Benjamin Ferencz - Chief Prosecutor in 1947 Einsatzgruppen Trial (photo credit: WIKIMEDIA COMMONS/ADAM JONES)
Benjamin Ferencz - Chief Prosecutor in 1947 Einsatzgruppen Trial
(photo credit: WIKIMEDIA COMMONS/ADAM JONES)
Seventy-five years on from the Nuremberg Trials, the last surviving prosecutor of the Nazi war criminals behind some of history's worst crimes is 100-years-old and still spreading a message to younger generations about the scourge of conflict and repression.
Benjamin Ferencz was 25 and a US soldier when, in the last days of World War Two, he was assigned to collect evidence about the war crimes committed by Germany under Adolf Hitler.
Later, Ferencz became a prosecutor at the US military tribunal in Nuremberg, southern Germany, securing the convictions of 22 members of the Einsatzgruppen - paramilitary death squads who slaughtered upwards of a million people, most of them Jews, across occupied Europe.
"There are very few people who have seen what I have seen," he said from his home in Delray Beach, Florida.
"My job was to get into the concentration camps as they were being liberated, with the dead bodies all over the floor and with people waiting to be burned because the crematorium was so overcrowded."

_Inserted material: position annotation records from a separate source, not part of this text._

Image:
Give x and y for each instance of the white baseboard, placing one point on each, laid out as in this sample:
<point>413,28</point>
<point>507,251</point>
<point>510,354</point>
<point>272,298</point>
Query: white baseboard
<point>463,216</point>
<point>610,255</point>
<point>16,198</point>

The trials are today seen as the forerunners of tribunals like the International Criminal Court (ICC) in The Hague, which has prosecuted politicians and soldiers for their crimes against humanity, albeit with mixed results.

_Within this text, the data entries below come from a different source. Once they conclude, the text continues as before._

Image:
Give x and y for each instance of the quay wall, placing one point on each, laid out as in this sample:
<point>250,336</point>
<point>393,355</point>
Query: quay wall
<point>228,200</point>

Ferencz campaigned for decades for the ICC to be established, delivering a closing prosecution statement at the conclusion of its historic first case, against the Congolese warlord Thomas Lubanga, in 2012.
"Take your case to a fair court and have them decide what's right and what's wrong," he said on Wednesday. "Now you save yourself killing a lot of innocent people."
The courtroom in Nuremberg has been preserved and still draws many visitors to see the seat where defendants like Air Marshal Hermann Goering heard their death sentences.
"There is huge interest," Axel Fischer, curator of the museum, said.